La Commission a également pris des initiatives concernant l'apprentissage, concept pour le moins protéiforme en Europe. Nous identifions les modèles les plus performants – par exemple, la formation en alternance dispensée en Allemagne, en Autriche et en Scandinavie – et nous favorisons les échanges entre ces pays et les États les plus en difficulté. La Commission encourage les partenaires sociaux et les entreprises à adhérer à l'Alliance européenne pour l'apprentissage. Certaines entreprises transnationales ont déjà annoncé des plans d'apprentissage massifs. Les Américains s'y intéressent aussi. Notre objectif est d'installer une tradition de l'apprentissage au sein des grandes entreprises, ce dernier étant aussi un moyen pour elles de contribuer aux besoins de formation. Ces entreprises peuvent trouver des avantages à proposer des contrats d'apprentissage.

Quant à la mobilité, elle constitue un élément important mais elle ne suffira pas à elle seule à réduire les déséquilibres au sein de la zone euro. Ce serait une illusion de le croire. Elle ne saurait permettre d'offrir un emploi à chacun dans une Union européenne qui compte plus de 26 millions de chômeurs pour seulement 2 millions de postes vacants.

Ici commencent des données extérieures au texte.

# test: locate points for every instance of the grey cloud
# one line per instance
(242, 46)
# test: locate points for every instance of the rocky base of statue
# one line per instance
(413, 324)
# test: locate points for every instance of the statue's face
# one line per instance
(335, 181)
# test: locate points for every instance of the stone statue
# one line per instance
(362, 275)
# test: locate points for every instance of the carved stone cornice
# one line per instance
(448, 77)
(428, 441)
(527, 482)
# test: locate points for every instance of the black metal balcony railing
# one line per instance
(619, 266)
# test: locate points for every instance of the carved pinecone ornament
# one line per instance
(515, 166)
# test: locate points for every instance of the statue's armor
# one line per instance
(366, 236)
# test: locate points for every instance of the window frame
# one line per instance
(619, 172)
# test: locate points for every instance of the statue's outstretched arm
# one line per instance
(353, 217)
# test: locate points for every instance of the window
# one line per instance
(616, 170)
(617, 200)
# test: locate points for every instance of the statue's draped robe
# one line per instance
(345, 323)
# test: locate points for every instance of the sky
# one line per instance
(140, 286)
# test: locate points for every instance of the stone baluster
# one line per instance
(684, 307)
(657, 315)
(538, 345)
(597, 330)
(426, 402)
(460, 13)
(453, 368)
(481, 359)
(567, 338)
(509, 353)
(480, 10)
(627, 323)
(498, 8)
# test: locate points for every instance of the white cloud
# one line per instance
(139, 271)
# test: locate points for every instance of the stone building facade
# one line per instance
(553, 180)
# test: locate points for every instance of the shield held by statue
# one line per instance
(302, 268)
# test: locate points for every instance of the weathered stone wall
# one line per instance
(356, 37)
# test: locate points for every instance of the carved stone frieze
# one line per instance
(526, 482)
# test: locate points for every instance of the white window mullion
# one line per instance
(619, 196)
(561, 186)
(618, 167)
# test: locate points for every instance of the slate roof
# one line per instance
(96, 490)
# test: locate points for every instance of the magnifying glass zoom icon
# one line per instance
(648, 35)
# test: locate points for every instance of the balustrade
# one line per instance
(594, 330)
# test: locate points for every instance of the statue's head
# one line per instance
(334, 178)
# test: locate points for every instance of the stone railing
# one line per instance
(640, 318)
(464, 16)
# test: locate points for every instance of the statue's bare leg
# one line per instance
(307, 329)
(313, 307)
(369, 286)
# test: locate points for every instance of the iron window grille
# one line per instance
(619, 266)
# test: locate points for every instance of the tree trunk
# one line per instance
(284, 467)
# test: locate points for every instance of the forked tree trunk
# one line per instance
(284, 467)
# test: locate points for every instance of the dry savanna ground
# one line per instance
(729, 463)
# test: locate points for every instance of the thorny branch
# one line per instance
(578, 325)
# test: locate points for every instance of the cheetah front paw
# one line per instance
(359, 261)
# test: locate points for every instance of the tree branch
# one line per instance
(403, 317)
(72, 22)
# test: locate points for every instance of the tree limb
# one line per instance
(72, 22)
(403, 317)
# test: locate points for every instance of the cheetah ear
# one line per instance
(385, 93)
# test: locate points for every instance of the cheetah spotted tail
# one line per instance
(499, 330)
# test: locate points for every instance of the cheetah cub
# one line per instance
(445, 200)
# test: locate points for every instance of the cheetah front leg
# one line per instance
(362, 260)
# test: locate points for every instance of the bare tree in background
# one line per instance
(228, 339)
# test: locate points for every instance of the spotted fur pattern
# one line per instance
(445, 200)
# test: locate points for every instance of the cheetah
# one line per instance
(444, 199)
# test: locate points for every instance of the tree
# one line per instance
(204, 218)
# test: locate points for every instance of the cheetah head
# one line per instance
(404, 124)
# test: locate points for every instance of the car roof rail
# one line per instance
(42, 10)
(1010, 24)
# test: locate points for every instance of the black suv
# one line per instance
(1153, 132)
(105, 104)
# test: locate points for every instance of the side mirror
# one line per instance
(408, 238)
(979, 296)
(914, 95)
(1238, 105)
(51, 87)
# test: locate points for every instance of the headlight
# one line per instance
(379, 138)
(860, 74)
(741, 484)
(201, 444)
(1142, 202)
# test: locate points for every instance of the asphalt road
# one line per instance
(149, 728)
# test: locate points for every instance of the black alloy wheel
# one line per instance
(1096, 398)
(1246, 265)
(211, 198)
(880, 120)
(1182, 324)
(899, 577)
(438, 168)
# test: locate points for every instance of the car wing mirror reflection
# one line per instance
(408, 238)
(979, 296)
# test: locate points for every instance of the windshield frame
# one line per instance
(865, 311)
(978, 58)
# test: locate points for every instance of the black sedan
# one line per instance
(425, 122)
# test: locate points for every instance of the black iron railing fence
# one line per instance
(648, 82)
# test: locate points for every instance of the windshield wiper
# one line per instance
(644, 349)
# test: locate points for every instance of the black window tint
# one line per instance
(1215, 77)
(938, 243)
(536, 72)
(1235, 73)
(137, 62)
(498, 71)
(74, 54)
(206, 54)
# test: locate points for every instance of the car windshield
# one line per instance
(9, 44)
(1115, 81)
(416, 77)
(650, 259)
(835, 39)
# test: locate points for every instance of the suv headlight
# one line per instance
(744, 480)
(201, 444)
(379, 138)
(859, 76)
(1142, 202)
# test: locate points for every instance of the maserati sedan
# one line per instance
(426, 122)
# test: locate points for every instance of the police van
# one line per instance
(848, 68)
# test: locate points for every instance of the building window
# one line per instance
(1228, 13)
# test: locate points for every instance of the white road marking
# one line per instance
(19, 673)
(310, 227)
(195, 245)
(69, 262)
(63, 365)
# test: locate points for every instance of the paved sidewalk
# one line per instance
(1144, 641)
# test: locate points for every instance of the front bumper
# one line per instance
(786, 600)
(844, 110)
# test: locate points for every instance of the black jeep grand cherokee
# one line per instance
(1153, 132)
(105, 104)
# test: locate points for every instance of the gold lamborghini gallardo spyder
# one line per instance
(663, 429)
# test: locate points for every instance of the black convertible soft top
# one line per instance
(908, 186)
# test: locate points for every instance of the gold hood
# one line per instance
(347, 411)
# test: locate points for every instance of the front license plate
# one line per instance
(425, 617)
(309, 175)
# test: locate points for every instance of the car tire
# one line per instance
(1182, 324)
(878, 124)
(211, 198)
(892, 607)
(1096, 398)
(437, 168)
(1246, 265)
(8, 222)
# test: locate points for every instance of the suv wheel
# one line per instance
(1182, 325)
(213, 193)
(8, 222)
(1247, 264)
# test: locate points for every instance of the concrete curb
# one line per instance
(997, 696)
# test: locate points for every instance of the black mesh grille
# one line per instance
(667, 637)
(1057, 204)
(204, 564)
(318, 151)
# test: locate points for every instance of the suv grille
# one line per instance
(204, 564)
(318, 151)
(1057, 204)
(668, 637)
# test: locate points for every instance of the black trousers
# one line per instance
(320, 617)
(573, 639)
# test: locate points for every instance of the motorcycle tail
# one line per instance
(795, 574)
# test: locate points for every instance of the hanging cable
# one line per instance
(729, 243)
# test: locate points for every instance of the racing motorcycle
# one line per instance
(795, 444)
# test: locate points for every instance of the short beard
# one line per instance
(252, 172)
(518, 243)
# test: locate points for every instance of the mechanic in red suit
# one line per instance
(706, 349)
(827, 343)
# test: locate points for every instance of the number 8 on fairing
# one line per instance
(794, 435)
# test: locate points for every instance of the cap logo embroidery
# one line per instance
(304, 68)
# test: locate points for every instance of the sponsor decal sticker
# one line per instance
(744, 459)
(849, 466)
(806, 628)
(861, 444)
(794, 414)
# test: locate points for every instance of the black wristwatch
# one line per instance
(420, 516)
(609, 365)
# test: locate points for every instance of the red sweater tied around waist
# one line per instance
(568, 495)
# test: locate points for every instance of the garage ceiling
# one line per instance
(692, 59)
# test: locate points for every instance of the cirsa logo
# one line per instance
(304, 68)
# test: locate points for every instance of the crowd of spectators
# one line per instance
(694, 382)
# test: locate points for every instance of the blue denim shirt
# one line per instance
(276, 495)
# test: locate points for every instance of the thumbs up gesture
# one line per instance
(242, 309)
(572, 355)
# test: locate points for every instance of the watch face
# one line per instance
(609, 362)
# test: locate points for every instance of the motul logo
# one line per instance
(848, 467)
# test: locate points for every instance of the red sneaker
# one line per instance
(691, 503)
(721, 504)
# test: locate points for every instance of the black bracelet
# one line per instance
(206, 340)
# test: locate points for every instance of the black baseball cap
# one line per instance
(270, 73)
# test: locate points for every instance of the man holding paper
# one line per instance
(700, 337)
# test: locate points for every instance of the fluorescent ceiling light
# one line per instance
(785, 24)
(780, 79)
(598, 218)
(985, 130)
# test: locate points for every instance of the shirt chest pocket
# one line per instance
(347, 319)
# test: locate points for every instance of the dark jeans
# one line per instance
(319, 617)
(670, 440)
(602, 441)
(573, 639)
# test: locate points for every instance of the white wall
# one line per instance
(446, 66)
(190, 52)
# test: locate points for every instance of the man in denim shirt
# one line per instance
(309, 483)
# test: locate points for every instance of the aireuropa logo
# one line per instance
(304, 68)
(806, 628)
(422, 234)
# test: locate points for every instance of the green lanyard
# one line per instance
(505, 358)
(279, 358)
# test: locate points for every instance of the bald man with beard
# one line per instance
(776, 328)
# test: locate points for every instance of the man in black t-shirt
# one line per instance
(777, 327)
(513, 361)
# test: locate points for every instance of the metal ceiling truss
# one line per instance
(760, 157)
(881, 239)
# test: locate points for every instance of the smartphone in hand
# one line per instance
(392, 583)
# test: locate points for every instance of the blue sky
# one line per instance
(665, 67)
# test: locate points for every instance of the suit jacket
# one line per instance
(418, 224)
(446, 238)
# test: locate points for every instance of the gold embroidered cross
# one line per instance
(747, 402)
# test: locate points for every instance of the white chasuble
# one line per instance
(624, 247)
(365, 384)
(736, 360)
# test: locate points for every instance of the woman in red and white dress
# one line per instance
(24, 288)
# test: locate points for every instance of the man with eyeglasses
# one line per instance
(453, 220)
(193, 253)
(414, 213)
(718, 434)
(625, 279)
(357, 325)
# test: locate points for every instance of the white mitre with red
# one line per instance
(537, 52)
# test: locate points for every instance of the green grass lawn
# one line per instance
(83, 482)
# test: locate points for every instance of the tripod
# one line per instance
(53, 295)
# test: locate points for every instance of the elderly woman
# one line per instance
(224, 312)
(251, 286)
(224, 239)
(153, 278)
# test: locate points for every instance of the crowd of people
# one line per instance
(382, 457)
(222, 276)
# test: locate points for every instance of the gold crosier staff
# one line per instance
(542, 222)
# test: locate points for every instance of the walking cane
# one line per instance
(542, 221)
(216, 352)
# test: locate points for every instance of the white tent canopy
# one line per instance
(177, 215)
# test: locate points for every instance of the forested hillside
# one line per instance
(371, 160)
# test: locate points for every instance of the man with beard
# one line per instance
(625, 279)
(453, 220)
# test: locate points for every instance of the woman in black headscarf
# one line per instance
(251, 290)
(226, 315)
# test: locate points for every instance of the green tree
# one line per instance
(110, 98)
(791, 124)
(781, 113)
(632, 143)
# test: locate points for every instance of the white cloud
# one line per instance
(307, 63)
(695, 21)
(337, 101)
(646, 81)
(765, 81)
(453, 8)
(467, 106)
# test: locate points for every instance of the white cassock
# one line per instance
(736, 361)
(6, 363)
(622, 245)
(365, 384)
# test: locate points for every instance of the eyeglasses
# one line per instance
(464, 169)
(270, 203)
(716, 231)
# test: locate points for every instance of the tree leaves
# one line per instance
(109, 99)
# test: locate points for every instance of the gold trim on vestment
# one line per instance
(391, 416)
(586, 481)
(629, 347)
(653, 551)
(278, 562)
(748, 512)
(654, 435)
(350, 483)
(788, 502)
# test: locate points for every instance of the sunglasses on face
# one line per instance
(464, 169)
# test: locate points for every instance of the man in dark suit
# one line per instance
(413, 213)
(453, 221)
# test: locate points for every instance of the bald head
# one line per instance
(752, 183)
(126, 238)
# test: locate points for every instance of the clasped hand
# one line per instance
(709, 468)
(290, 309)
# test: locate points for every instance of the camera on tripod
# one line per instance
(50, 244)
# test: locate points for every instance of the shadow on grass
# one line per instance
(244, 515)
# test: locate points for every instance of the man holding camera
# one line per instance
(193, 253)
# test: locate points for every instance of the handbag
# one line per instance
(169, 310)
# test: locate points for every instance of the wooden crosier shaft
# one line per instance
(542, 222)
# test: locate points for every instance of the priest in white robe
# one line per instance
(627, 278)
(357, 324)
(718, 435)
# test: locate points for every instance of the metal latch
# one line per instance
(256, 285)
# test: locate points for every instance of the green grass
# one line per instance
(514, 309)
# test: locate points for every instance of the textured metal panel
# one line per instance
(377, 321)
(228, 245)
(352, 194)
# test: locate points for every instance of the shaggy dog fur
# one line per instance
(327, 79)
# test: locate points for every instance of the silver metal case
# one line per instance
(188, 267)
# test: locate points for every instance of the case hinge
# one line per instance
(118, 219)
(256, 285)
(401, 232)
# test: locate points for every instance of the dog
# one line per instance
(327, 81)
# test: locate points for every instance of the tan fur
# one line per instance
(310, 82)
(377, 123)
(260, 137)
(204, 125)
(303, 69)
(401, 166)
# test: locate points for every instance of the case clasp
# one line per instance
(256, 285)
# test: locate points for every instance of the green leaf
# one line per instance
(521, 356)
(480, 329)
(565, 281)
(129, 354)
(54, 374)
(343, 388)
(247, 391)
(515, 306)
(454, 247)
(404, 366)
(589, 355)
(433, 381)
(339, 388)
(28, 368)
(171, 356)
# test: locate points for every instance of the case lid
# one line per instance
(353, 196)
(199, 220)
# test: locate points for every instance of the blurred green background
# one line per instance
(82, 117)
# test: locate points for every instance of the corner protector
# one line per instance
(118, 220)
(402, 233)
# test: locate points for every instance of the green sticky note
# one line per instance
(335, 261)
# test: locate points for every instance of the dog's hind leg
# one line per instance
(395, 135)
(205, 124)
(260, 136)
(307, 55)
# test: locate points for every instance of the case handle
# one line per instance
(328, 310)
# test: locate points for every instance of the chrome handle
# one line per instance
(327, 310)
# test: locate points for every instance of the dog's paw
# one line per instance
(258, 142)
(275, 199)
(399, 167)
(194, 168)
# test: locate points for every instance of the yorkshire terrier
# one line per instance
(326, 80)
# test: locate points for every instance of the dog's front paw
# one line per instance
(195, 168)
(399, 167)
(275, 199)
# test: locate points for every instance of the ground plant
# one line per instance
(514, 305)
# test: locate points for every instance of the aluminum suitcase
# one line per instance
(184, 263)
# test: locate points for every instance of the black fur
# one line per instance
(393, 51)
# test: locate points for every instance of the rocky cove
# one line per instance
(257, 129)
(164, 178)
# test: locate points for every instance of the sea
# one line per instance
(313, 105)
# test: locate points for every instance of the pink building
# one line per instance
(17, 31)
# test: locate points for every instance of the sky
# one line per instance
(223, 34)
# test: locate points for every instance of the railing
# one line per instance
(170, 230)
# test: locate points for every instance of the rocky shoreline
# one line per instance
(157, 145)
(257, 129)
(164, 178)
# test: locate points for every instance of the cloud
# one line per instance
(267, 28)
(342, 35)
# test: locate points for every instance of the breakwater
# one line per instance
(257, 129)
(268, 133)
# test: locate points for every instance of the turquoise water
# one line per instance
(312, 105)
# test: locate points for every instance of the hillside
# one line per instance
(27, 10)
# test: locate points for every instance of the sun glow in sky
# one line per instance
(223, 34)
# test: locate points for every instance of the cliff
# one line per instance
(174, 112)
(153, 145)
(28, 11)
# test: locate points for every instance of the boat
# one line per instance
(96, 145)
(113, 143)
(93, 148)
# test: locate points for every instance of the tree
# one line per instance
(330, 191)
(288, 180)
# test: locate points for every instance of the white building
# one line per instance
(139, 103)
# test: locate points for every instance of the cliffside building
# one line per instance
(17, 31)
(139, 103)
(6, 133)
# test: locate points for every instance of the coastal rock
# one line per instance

La Commission a décidé récemment d'améliorer EURES, le réseau européen des services de l'emploi. Le portail européen sur la mobilité de l'emploi offre 1 million d'emplois et tente de faire coïncider la demande avec ces postes vacants. Malgré la totale liberté de circulation, la mobilité est en effet entravée par le manque de transparence du marché du travail européen, dû à la diversité linguistique et à l'imparfaite reconnaissance des qualifications et des diplômes. Même si la mobilité s'accroît, ce sont aujourd'hui moins de 3 % des travailleurs européens qui travaillent et vivent dans un autre pays que le leur. Il ne faut pas l'oublier.